File Merger will perform a k-way merge of all input files. This is a partial implementation of an external merge sort, only performing the second half of the function. It assumes all external files it will merge are themselves already sorted based on a merge key.
It is written in the Rust programming language as an initial foray into the language.
- Ability to generate, store and later utilize a cache of files to perform the sort on (this is useful for batch processing)
- Able to merge on any single column
- Supports any delimiter you throw at it (single character)
- Low memory overhead as we only store the 'current' line of each merge file in memory
- Supports different specializations of the merge key, allowing faster merges
-
Clone the repository:
git clone https://github.com/michael-robbins/filemerger.git
-
cd filemerger; cargo build --release
. The binary will now be in./target/release/filemerger
-
Done! Test it out by generating a cache file or performing a direct merge!
Usage: ./file-merger [-h] [-v] -- See below for all options
Options:
-h, --help Print out this help.
-v, --verbose Prints out more info (able to be applied up to 3 times)
--config-file /path/to/config.yaml
Configuration file in YAML that contains most other settings
--delimiter ' ' || ',' || '|'
Raw character we split the line on
--index 0 -> len(line) - 1
Column index we will use for the merge key (0 based)

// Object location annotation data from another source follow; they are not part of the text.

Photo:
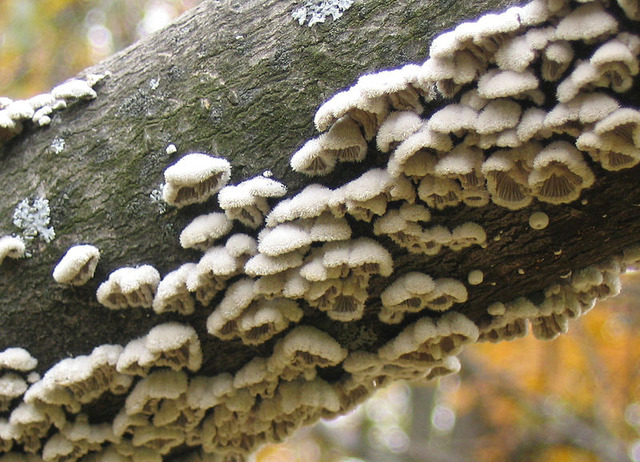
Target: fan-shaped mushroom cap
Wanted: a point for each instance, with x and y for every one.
(368, 112)
(397, 127)
(502, 84)
(344, 141)
(559, 173)
(308, 203)
(204, 230)
(195, 178)
(587, 22)
(282, 239)
(17, 359)
(507, 175)
(129, 287)
(77, 266)
(74, 89)
(172, 293)
(175, 345)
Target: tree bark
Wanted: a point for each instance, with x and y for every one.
(242, 80)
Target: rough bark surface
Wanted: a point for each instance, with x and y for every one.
(242, 80)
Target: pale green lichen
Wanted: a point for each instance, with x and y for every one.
(33, 219)
(316, 11)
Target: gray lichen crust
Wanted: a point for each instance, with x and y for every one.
(525, 122)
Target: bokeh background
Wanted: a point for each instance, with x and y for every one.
(576, 398)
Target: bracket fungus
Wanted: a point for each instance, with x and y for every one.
(195, 178)
(77, 266)
(129, 287)
(512, 109)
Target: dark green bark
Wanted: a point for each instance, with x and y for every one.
(243, 80)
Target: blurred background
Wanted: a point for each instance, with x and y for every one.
(576, 398)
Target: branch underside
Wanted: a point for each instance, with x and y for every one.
(112, 159)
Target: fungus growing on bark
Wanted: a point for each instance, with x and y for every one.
(204, 230)
(17, 359)
(614, 141)
(174, 345)
(559, 174)
(172, 293)
(538, 220)
(129, 287)
(428, 342)
(247, 201)
(397, 127)
(195, 178)
(311, 254)
(77, 266)
(302, 350)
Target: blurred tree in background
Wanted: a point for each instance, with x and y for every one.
(576, 398)
(44, 42)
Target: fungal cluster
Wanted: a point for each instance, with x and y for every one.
(499, 136)
(39, 109)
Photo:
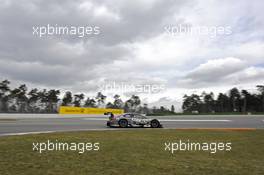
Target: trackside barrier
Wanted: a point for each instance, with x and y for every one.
(79, 110)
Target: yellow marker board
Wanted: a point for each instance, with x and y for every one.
(79, 110)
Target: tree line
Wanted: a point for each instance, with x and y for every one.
(234, 101)
(22, 100)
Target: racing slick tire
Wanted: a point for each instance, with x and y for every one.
(123, 123)
(155, 123)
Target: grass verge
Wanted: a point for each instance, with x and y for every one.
(139, 151)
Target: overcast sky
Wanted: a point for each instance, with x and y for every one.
(134, 46)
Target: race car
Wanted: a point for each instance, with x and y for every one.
(131, 120)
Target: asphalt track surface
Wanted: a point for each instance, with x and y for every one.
(20, 124)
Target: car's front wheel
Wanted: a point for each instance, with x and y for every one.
(123, 123)
(155, 124)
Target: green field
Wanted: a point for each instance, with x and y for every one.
(139, 151)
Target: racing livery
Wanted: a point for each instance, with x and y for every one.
(131, 120)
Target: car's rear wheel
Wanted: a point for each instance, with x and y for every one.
(123, 123)
(155, 124)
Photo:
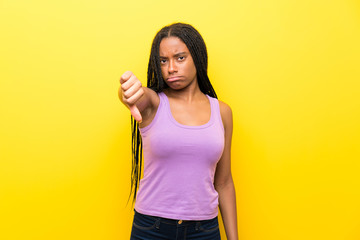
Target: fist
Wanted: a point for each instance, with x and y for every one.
(130, 92)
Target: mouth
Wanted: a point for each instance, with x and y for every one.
(173, 79)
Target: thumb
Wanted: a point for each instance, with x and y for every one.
(135, 113)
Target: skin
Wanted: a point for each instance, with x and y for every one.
(189, 106)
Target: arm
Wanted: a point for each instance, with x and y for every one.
(141, 101)
(223, 182)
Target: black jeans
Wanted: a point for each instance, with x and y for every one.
(147, 227)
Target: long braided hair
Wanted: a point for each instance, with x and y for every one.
(196, 45)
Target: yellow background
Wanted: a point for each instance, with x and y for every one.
(289, 70)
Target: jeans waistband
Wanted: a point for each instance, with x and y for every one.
(172, 221)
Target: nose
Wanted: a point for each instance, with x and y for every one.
(172, 66)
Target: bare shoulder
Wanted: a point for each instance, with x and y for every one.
(225, 110)
(226, 114)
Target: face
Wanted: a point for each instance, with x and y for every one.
(177, 66)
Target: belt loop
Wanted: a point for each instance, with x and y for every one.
(157, 223)
(197, 226)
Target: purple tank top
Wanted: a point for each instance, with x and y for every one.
(179, 165)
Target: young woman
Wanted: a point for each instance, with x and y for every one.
(186, 134)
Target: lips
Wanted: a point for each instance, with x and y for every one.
(173, 79)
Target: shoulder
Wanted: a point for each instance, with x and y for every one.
(226, 114)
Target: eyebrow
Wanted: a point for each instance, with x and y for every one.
(176, 55)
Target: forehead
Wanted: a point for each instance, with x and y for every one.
(172, 45)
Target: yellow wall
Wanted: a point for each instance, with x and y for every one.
(289, 70)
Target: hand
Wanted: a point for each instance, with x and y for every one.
(131, 92)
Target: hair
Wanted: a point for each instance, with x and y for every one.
(196, 45)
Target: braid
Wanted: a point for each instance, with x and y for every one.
(196, 45)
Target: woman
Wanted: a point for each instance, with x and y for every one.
(186, 133)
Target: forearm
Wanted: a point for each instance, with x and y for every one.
(227, 205)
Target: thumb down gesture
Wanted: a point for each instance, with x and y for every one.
(130, 92)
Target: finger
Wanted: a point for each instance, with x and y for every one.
(135, 113)
(129, 82)
(132, 90)
(134, 98)
(126, 76)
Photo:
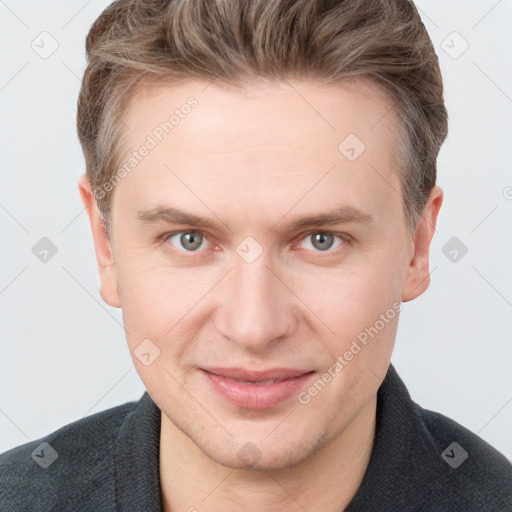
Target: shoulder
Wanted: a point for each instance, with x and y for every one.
(466, 470)
(70, 458)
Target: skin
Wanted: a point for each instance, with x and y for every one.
(256, 159)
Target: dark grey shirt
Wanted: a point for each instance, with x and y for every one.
(421, 461)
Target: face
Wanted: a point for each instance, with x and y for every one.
(219, 311)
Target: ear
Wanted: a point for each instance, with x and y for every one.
(417, 278)
(108, 290)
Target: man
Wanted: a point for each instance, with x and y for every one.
(261, 189)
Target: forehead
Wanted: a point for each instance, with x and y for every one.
(262, 142)
(292, 113)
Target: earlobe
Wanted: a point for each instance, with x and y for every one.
(106, 265)
(417, 277)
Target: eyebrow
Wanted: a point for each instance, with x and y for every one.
(171, 215)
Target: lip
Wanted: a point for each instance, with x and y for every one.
(250, 389)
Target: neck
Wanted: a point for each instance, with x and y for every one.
(326, 481)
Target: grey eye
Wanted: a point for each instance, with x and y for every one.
(322, 241)
(189, 240)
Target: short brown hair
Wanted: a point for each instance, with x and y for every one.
(234, 41)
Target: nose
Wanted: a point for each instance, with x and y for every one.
(256, 307)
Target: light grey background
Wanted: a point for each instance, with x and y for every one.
(63, 353)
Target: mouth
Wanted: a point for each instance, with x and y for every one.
(250, 389)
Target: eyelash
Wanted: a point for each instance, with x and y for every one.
(344, 238)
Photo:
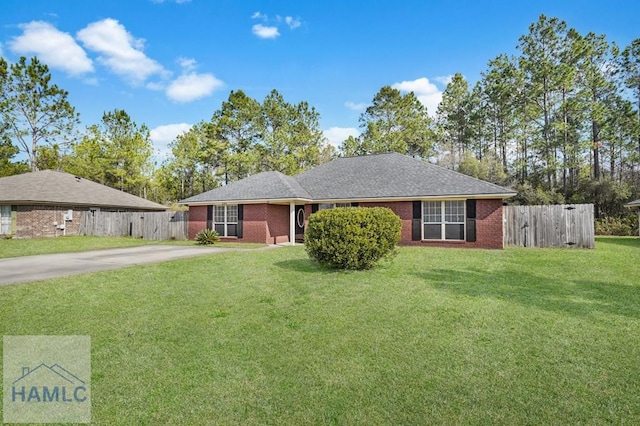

--glob /path/to/specific_*_files.*.gz
File glob that will provide all required files
--cache-file /path/to/file.cache
Cache file containing files we could merge and their upper and lower merge keys
--key-start 1 Lower bound (starting from and including) merge key
--key-end 10 Upper bound (up to but not including) merge key
--key-type 'Unsigned32Integer' || 'Signed32Integer' || 'String'
The data type of the key used for optimization